Miroir de nos émotions, siège visuel et désormais biométrique de notre identité, comme en témoignent les recherches actuelles en matière de reconnaissance faciale, source d’inspiration pour les peintres et les photographes, le visage a donné lieu, de la philosophie à l’histoire de l’art, à de nombreux travaux. Pour Emmanuel Levinas, le visage est ainsi une métaphore du dénuement et de la vulnérabilité nécessaires à l’établissement d’une relation sociale. D’autres ont étudié le visage dissimulé ou travesti grâce au masque, au voile ou au fard.
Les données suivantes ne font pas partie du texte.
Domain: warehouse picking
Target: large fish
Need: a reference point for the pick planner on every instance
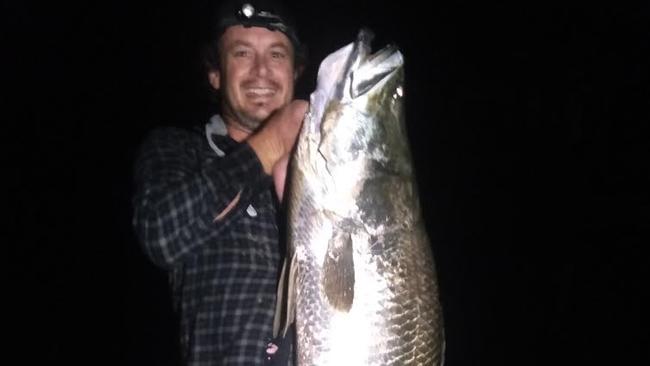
(362, 281)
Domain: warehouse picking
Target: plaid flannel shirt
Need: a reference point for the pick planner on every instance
(223, 272)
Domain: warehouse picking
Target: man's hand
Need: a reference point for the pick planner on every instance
(275, 140)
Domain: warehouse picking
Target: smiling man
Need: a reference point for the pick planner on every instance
(205, 207)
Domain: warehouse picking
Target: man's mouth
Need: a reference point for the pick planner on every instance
(260, 92)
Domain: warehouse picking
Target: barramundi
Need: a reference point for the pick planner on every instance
(362, 284)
D’autres encore, le visage contemporain démultiplié par la pratique du selfie (Marion Zilio, Faceworld : le visage au xxie siècle, 2018).

Le grand mérite et l’originalité de l’ouvrage collectif Visages. Histoires, représentations, créations réside dans le fait d’interroger son objet de manière interdisciplinaire, en associant chercheurs en sciences humaines et sociales (histoire de l’art, histoire de la médecine, études cinématographiques, littérature, philosophie, neuropsychologie), chercheurs en sciences médicales et criminelles – l’ouvrage est d’ailleurs publié par la Bibliothèque d’Histoire de la Médecine et de la Santé de Lausanne – aux compétences desquels s’ajoutent l’expertise et les travaux d’un prothésiste facial et d’un photographe. Richement illustré et documenté (reproduction de photogrammes et d’œuvres de la collection de l’Art brut de Lausanne notamment), l’ouvrage est aussi un bel objet que l’on a plaisir à regarder et à lire. Saluons aussi le fait que chaque contribution est suivie d’une bibliographie abondante.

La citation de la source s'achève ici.